While the event heavily focused on sustainability, it also catered to various gardening interests through various categories. From Best Front Garden to Best Container Garden, each category presented its unique challenges and opportunities. But whether participants were old hands at gardening or were picking up a spade for the first time, there was a unifying thread – each garden was a reflection of personal commitment and communal responsibility.
Celebrating the Winners and Community Achievements
Best Public House Garden
One establishment stood head and shoulders above the rest in public house gardens—The Prince of Wales. Although it was the sole entrant in this category, the garden showcased there was anything but ordinary. It was a vivid example of how sustainability and aesthetic appeal can coexist beautifully. From the triumphant hanging basket displays to their robust composting system, every element was thoughtfully designed and impeccably maintained.
Best Community Display
Making their debut in a blaze of glory, the Worshipful Weavers took home the trophy for Best Community Display. Their garden was more than just a feast for the eyes; it was a testament to the extraordinary results achieved when a community collaborates. Rooted in the principles of sustainability and community involvement, their project elegantly combined eye-catching aesthetics with ecological responsibility, perfectly encapsulating the ethos of this year’s Redbridge in Bloom.
Best School Garden Project
Each school in the Best School Gardening Project category uniquely contributed to this year’s Redbridge in Bloom. John Bramston Primary School, led by Melanie Dye, crafted an inspiring project that captured attention. Mayespark Primary School, led by William Ballard, showcased a commitment to inclusivity. Snaresbrook Primary School, led by Lyndsey Clifton, focused on educational elements. Nightingale Primary School, directed by Nadia Binkuweir, received special recognition for their innovative sensory garden. All schools significantly contributed to the event’s community spirit and educational goals.

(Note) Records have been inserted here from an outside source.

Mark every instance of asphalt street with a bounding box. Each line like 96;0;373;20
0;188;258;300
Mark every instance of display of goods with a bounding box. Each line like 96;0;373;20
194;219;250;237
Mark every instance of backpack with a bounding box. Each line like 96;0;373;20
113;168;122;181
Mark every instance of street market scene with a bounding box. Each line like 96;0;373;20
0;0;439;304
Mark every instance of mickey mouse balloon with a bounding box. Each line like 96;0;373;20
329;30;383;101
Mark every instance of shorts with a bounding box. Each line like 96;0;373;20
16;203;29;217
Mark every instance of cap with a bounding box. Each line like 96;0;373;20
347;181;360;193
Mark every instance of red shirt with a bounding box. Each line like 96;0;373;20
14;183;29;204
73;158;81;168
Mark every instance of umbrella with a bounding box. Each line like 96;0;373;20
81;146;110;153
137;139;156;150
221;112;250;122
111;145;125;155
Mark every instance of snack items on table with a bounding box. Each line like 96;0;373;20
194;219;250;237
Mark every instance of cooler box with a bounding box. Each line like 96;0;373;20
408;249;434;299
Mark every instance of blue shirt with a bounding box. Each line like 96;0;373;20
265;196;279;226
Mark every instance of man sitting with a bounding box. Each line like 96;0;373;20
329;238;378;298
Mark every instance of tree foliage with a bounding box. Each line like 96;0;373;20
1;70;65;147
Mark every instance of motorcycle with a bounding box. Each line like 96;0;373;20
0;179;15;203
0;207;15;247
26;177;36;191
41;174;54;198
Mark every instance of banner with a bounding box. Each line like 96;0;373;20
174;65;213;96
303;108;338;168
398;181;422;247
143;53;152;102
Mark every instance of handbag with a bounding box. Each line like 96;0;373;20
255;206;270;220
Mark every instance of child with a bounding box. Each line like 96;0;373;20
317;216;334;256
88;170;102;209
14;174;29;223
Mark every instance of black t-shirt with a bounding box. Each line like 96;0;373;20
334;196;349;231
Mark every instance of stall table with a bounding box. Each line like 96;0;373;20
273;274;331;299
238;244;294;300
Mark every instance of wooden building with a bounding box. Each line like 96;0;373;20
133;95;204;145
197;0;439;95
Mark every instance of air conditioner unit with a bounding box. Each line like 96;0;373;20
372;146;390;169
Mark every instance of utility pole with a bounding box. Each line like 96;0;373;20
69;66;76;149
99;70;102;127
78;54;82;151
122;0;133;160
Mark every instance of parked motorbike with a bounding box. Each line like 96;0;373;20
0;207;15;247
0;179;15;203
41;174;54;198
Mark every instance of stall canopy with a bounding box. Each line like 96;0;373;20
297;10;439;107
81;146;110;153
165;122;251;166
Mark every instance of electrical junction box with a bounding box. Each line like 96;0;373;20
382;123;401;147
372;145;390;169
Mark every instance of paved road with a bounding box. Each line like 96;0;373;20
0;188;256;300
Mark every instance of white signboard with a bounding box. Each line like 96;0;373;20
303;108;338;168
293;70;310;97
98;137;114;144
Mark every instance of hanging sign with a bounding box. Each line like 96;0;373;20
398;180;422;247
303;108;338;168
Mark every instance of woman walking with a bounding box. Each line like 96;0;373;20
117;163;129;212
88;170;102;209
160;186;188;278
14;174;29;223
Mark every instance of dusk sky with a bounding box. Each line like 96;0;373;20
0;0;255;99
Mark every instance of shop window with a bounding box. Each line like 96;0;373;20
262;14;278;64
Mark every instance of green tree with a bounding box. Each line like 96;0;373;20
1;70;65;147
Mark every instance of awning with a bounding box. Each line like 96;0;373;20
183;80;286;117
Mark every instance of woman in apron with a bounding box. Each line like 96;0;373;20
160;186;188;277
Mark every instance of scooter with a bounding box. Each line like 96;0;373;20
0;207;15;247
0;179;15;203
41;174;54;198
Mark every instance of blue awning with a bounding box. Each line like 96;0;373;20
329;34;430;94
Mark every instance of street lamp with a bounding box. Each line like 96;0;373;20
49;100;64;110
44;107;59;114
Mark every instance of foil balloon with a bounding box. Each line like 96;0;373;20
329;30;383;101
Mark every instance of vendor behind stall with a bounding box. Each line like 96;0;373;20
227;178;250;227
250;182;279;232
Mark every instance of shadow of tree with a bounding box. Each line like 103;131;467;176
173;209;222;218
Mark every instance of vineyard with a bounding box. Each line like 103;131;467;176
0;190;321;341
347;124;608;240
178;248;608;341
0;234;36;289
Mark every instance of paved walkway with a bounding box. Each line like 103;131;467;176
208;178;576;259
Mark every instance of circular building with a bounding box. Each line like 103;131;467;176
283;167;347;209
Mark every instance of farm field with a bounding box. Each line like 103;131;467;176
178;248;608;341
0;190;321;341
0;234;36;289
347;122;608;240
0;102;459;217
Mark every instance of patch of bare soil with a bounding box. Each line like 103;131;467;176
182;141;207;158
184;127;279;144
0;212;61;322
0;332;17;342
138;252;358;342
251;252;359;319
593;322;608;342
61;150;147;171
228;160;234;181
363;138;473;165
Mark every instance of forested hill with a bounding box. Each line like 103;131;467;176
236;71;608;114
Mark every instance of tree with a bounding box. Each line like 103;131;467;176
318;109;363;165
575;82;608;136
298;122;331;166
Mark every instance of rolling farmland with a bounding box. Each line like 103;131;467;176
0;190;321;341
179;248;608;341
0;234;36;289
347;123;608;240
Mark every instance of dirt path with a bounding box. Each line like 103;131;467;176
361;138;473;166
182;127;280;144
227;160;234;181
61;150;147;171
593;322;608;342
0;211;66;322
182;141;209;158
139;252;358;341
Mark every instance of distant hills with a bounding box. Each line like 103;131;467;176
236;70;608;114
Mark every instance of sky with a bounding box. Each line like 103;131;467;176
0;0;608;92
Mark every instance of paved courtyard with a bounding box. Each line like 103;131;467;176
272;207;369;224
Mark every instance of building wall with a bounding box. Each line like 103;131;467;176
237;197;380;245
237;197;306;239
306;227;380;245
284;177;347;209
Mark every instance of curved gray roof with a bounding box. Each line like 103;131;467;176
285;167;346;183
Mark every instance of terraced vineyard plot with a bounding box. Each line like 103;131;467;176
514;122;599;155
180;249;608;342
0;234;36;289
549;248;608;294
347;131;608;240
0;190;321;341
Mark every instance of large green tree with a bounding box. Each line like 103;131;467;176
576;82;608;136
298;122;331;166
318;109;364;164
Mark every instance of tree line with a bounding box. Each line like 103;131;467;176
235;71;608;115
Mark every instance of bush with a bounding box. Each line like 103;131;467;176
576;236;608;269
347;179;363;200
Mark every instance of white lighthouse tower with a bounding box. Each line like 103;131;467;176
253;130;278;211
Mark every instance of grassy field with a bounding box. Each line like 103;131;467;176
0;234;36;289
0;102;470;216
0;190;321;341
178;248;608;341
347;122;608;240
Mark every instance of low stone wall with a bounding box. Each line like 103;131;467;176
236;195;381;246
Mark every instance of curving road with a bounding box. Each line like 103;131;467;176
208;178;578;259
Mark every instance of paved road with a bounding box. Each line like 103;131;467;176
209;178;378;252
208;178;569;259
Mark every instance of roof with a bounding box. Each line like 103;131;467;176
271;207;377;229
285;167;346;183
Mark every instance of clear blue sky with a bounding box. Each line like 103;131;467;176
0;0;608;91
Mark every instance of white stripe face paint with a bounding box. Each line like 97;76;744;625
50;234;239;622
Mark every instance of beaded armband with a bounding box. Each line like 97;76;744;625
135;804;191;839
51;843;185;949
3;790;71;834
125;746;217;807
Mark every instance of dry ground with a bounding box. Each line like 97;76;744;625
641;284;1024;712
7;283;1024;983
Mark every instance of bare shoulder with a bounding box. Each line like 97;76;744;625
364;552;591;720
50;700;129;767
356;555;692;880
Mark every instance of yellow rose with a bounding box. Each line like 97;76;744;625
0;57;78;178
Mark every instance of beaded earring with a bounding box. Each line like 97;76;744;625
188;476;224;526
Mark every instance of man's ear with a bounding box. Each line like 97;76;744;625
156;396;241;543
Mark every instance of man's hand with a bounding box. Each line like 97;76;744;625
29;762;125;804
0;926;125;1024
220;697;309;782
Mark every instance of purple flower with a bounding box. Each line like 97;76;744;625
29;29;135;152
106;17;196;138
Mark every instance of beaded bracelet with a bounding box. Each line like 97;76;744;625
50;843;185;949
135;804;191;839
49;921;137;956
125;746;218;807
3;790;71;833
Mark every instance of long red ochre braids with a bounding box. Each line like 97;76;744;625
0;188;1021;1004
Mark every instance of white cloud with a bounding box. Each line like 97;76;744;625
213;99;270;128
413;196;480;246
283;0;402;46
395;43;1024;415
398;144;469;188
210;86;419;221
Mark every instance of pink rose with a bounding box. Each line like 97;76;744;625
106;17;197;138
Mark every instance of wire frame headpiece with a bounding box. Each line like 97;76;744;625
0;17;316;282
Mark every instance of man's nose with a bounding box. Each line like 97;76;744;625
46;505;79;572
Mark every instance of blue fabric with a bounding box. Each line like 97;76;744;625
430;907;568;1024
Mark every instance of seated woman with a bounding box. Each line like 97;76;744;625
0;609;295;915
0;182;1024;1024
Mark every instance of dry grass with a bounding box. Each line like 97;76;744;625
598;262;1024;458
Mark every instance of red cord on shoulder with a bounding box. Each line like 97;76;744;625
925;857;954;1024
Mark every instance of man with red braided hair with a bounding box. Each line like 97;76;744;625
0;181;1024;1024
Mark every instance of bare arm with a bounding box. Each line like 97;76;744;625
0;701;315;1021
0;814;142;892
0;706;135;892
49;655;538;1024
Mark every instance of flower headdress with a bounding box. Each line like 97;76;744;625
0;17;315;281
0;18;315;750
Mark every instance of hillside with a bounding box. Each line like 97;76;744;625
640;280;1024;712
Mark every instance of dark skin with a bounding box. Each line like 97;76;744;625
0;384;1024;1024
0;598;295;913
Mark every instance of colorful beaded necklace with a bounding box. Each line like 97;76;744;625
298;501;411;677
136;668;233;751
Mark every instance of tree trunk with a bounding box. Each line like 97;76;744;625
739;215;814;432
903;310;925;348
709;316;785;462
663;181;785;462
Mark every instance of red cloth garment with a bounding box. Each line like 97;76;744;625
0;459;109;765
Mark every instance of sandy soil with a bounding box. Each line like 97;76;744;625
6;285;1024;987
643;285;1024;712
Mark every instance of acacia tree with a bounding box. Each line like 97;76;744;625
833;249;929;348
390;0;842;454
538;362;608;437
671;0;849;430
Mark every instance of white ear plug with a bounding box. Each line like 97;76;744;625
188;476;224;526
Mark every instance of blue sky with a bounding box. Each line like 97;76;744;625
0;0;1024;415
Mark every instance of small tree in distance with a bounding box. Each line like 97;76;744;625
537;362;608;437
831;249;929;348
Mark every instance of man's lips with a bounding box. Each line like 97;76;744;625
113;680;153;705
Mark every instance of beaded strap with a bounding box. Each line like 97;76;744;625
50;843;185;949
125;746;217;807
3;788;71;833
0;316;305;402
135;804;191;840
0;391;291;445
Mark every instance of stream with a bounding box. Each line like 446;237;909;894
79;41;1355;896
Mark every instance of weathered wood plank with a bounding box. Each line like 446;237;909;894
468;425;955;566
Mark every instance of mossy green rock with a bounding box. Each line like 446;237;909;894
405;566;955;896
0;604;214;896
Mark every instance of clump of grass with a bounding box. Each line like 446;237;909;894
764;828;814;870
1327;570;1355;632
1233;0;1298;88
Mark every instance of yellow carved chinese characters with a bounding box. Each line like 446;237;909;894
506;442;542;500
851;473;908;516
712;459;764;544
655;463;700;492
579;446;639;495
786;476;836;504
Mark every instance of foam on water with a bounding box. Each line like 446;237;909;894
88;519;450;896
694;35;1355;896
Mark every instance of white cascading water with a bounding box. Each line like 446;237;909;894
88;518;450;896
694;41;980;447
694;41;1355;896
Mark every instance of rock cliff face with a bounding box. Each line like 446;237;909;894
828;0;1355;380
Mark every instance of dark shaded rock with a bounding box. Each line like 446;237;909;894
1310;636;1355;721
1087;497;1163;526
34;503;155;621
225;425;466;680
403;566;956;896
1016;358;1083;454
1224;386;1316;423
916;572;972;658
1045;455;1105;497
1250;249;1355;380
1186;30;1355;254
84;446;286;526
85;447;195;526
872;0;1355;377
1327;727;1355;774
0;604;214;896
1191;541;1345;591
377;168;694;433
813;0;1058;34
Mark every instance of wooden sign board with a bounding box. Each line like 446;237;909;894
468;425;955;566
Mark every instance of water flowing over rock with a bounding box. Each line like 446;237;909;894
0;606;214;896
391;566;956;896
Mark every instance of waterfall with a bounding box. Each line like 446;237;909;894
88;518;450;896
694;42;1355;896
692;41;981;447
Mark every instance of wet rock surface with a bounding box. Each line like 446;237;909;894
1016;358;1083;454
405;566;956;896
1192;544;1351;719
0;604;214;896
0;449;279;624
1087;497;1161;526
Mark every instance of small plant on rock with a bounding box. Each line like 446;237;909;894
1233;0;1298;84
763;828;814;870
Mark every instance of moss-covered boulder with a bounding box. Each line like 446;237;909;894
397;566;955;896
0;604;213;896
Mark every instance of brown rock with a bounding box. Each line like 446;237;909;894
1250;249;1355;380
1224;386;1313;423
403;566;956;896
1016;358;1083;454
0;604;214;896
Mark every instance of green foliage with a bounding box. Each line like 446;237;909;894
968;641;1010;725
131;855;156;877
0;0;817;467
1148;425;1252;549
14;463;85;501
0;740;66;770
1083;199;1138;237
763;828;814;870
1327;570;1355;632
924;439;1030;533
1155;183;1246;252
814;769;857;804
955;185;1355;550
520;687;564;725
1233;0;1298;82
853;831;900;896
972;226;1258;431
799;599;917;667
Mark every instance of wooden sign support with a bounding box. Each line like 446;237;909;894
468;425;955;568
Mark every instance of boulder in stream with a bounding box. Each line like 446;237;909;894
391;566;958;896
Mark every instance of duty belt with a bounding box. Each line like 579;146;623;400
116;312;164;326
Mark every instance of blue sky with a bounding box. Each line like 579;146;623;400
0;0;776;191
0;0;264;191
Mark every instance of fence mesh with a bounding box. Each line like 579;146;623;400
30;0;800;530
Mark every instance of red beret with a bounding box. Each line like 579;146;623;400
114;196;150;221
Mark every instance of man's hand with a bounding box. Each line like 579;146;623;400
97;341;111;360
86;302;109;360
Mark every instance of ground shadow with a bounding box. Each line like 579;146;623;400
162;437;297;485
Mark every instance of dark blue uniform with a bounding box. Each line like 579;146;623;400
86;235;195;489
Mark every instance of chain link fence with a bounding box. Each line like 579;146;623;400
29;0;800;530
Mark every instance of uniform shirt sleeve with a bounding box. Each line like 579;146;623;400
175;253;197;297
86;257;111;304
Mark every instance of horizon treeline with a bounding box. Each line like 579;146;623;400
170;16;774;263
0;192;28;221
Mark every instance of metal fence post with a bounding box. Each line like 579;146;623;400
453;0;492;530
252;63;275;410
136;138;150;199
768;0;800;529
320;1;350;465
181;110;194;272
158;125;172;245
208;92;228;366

Best Front and Container Gardens
In the more traditional categories, the competition was innovative. The Best Front Garden entries ranged from modern, minimalist designs to lush, vibrant oases, proving that limited space need not limit creativity. Best Container Garden participants equally demonstrated that ingenuity knows no bounds. From repurposed antique containers to intricately designed vertical gardens, each entry was a testament to human ingenuity and a celebration of horticultural diversity.